DyfanJones / noctua

Connect R to Athena using paws SDK (DBI Interface)
https://dyfanjones.github.io/noctua/
Other
45 stars 5 forks source link

Can I set various parameters in `.aws/config` file and have `DBI::dbConnect()` read those directly from that file? #193

Open emmansh opened 1 year ago

emmansh commented 1 year ago

In this issue I want to understand whether I'm overlooking some functionality of noctua.

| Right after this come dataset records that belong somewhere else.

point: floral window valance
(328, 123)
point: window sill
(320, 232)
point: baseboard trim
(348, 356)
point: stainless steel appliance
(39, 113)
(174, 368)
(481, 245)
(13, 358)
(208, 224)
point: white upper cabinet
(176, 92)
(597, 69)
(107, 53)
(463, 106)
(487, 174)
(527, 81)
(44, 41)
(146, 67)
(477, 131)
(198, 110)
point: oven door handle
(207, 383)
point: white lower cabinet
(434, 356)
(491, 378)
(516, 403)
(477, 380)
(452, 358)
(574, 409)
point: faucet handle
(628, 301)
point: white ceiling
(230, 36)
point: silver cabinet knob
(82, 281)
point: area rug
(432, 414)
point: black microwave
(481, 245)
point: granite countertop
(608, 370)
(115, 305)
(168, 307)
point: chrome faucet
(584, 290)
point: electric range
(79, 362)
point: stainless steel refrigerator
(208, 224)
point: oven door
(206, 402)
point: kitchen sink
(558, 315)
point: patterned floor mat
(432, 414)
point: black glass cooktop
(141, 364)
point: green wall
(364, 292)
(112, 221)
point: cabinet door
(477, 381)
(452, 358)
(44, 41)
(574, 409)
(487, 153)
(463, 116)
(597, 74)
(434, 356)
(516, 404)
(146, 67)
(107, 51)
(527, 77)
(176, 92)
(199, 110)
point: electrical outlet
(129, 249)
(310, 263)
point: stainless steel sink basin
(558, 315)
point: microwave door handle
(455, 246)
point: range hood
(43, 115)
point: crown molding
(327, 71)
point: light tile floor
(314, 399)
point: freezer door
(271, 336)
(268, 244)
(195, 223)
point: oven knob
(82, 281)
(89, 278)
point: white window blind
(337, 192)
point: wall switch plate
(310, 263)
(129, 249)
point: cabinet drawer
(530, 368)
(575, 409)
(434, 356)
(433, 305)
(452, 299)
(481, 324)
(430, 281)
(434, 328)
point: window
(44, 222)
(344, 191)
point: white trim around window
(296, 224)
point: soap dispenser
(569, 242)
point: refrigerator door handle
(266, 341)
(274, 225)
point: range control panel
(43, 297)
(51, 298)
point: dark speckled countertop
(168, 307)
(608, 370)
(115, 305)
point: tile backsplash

Can noctua read profile parameters from the .aws/config file? Specifically, I'd like to store in the config file the parameters:

In such case, my config file would look like that:

# .aws/config
[profile my-profile-foo]
region = us-east-1
output = json
s3_staging_dir = s3://foo/bar/baz
schema_name = blah
duration_seconds = 3600
role_arn = arn:aws:iam::1234567890:role/Name-Of-Role
work_group = my-foo-bar-workgroup

Which will allow me to call DBI::dbConnect() with just:

con <- DBI::dbConnect(noctua::athena(), 
                      profile_name = "my-profile-foo"
                      )

This will be very useful because I can use version control safely when storing my code on remote (cloud) repositories, knowing that I don't expose any sensitive information about my connection.

However, currently I haven't found a way to make this work with noctua. Editing the config file as shown above results with

Error: AccessDeniedException (HTTP 400)

And the only way to establish a connection successfully requires to enter the parameters within the call to DBI::dbConnect().

emmansh commented 1 year ago

OK I've made some progress! This comment is a great reference. But still unclear why the s3_staging_dir can't be read from the config file.

# .aws/config

[profile my-profile-master]
region = us-east-1
output = json

[profile my-profile-foo]
source_profile = my-profile-master
include_profile = my-profile-master
s3_staging_dir = s3://foo/bar/baz
schema_name = blah
duration_seconds = 3600
role_arn = arn:aws:iam::1234567890:role/Name-Of-Role
work_group = my-foo-bar-workgroup
# ❌ doesn't work
con <- DBI::dbConnect(noctua::athena(), 
                      region = "us-east-1",
                      profile_name = "my-profile-foo"
                      )

Error: Please set s3_staging_dir either in parameter s3_staging_dir, environmental varaible AWS_ATHENA_S3_STAGING_DIRor when work_group is defined in create_work_group()

However, this works:

# ✅ works
con <- DBI::dbConnect(noctua::athena(), 
                      region = "us-east-1",
                      profile_name = "my-profile-foo",
                      s3_staging_dir = "s3://foo/bar/baz"
                      )

Is there a way to make DBI::dbConnect() read the s3_staging_dir value from the config file?

DyfanJones commented 1 year ago

Hi @emmansh,

Currently notua only gets AWS values from .aws/config and .aws/credentials (https://docs.aws.amazon.com/cli/latest/userguide/cli-configure-files.html). This is done through paws sdk. However noctua does allow environment variables to be set as well. So for example all aws config setting can be store in .aws/config or .aws/credentials and noctua setting can be stored as environmental variables.

To do this you can use the R package usethis. This can set environment variables in the .Renviron file.

usethis::edit_r_environ()
AWS_ATHENA_S3_STAGING_DIR=s3://my-athena-bucket/query/location/

After reseting your session, AWS_ATHENA_S3_STAGING_DIR will be available. You can then set up a connection:

con <- dbConnect(noctua::athena(), profile = "my-profile-foo")

I hope this helps :)

Note: if you are using an Athena work group. noctua will attempt to retrieve the S3 staging dir from it. So you won't need to hard code it :)

DyfanJones commented 1 year ago

Here are a list of supported environmental variables that aren't in .aws/config or .aws/credentials.

DyfanJones commented 1 year ago

I am happy for any PRs if you would like to add this feature to noctua :)

emmansh commented 1 year ago

Sounds good, thank you!